The same research found that Gen Z donors who plan their giving in advance are reached through website giving prompts at meaningfully higher rates than spontaneous givers. Your site is doing real work for the people who already intend to give. If it’s broken on mobile, you’re breaking the moment.

Practical fixes most nonprofits can make this quarter: kill the third-party plugins slowing your load times, cut your donation form down to the four fields you actually need, and pull up your site on a five year old Android phone. If you can’t comfortably complete a donation in under a minute on that phone, your site has the problem, not your audience.

Sharing Is the Whole Strategy

Gen Z is 10 times more likely than Boomers to share donations on social media. Half of them share a cause or fundraiser at least once a week. They’re 13.2 percentage points more likely than other generations to be reached by giving prompts on social platforms. And nearly 60% say family and friends shape their giving decisions, compared with about 45% of older adults.

What that means for nonprofits: your social content isn’t trying to convince a Gen Z donor to give to you. It’s trying to give a Gen Z supporter something worth sharing with the people they already trust. Those people are who actually convert.

This is a very different job than most nonprofit social accounts are doing. Most organizations are still posting board updates, gala photos, and “National Whatever Day” graphics. None of that gets shared. What gets shared is specific, human, and short. A real client story. A 30 second video from a volunteer. A graphic with one statistic that makes someone stop scrolling.

If your social calendar is built for your board to feel proud of you, redo it. It should be built for a 22 year old to forward to her group chat at 11 p.m.

The $10K a Month You’re Probably Leaving on the Table

A lot of nonprofits still don’t fully use this: Google Ad Grants gives qualified 501(c)(3) organizations up to $10,000 per month in free Google Search ads. That’s not a typo, and it’s not a pilot program. It’s been running for years.

Where this connects to Gen Z: when a friend shares a cause and someone wants to learn more, the next move is almost always a Google search. They search the cause, your name, or the issue. If you’re not showing up there, the journey stops. If you are showing up, with a landing page actually built for that search intent, a passive share just turned into an active supporter.

The catch is that Grants accounts have to be managed correctly to stay eligible. Keyword quality, click through rates, and account structure all matter, and a neglected Grant account gets suspended faster than most nonprofits realize.

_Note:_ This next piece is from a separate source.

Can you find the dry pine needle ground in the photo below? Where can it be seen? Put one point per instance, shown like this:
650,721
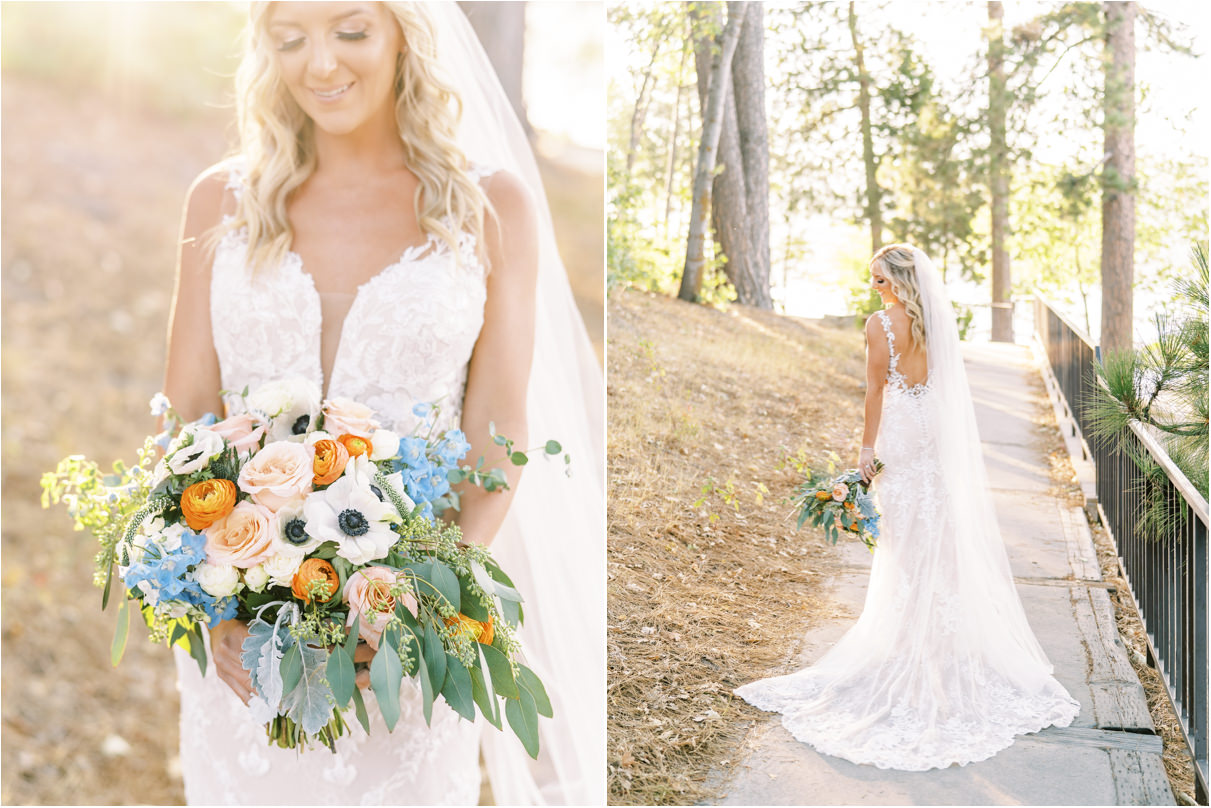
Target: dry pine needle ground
709,590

The free part is real. The “set it and forget it” part isn’t.

The Real Shift

Gen Z isn’t going to engage with your organization the way your 1995 fundraising plan assumed they would. They’re going to find you through a friend’s Instagram story, tap through on a phone, Google your name to confirm you’re legit, and decide in about half a minute whether you’re worth their attention. Your mobile site, your social presence, and your Google Grant account are the three places that decision actually gets made.

If those three things aren’t talking to each other (or aren’t running at all), you’re not just behind on Gen Z. You’re behind on every donor who isn’t 65 yet.